Weniger begeistert war meine Familie, was ich natürlich durchaus nachvollziehen kann. Vermutlich hätte ich genauso sparsam reagiert, hätte man mir bloß ein Foto geschickt, auf dem mein Bruder einen Jungen mit Blumenkrone küsst, lediglich mit dem Kommentar 'Ich habe mich verliebt. Harry, Bibo und ich fahren nun nach Süden' versehen.
Doch all die 'Hast du den Verstand verloren, dein Leben für einen dahergelaufenen Hippie wegzuwerfen?!'-Nachrichten haben mich nicht gestört. Denn ja, vermutlich habe ich das.
Aber wer braucht schon einen Verstand, wenn man glücklich ist?
Abgesehen davon gebe ich mein Leben nicht auf. Ich tausche bloß die doofen Parts gegen schönere aus. Und das auch nicht für Harry, sondern für mich allein. Besagter Hippie ist nur die Kirsche auf meinem bunten, neuen Lebens-Eisbecher.
Denn wenn ich eins in diesem Moment auf dem Foto war, dann glücklich - und ich bin es noch immer. Ich kann und will es nicht mal erklären.
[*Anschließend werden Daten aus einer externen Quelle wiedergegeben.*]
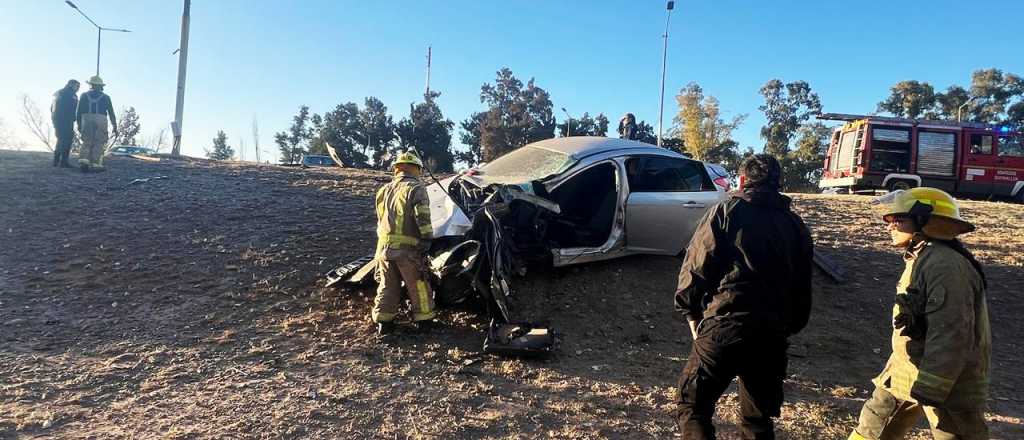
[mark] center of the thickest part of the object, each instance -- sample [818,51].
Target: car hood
[445,218]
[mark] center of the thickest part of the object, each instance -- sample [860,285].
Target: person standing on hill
[93,108]
[744,288]
[941,339]
[403,236]
[62,114]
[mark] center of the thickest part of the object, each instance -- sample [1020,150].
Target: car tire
[899,185]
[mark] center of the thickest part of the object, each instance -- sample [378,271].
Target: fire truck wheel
[899,184]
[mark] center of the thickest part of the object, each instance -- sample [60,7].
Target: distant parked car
[317,161]
[131,149]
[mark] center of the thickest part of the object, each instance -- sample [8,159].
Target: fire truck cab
[882,152]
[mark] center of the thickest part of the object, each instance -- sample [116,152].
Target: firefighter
[744,288]
[93,108]
[941,341]
[62,115]
[403,234]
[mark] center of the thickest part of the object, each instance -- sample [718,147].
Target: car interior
[588,203]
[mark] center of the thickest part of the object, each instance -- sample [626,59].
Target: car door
[1009,164]
[667,199]
[978,163]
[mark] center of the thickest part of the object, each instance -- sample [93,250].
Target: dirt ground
[194,307]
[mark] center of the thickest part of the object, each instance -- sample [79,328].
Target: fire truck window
[981,144]
[1012,145]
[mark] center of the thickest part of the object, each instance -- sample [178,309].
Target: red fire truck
[881,152]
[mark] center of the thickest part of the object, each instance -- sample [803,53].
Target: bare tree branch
[37,123]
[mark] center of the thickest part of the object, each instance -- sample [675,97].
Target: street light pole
[99,31]
[568,123]
[665,58]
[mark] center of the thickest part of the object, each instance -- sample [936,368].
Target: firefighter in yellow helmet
[403,234]
[941,341]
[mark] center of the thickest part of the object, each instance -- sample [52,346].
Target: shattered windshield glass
[524,165]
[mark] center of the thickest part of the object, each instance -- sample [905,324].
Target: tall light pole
[960,110]
[179,103]
[99,31]
[665,57]
[568,123]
Ohne es zu suchen, habe ich beides gefunden, was Harry mit dieser Reise für sich entdecken wollte.
Mich selbst und mein Glück.
So unrealistisch es klingen mag, doch es ist genau so simpel. Ich habe von jetzt auf gleich alles hinter mir gelassen, nicht ein einziges Mal an meiner Entscheidung gezweifelt.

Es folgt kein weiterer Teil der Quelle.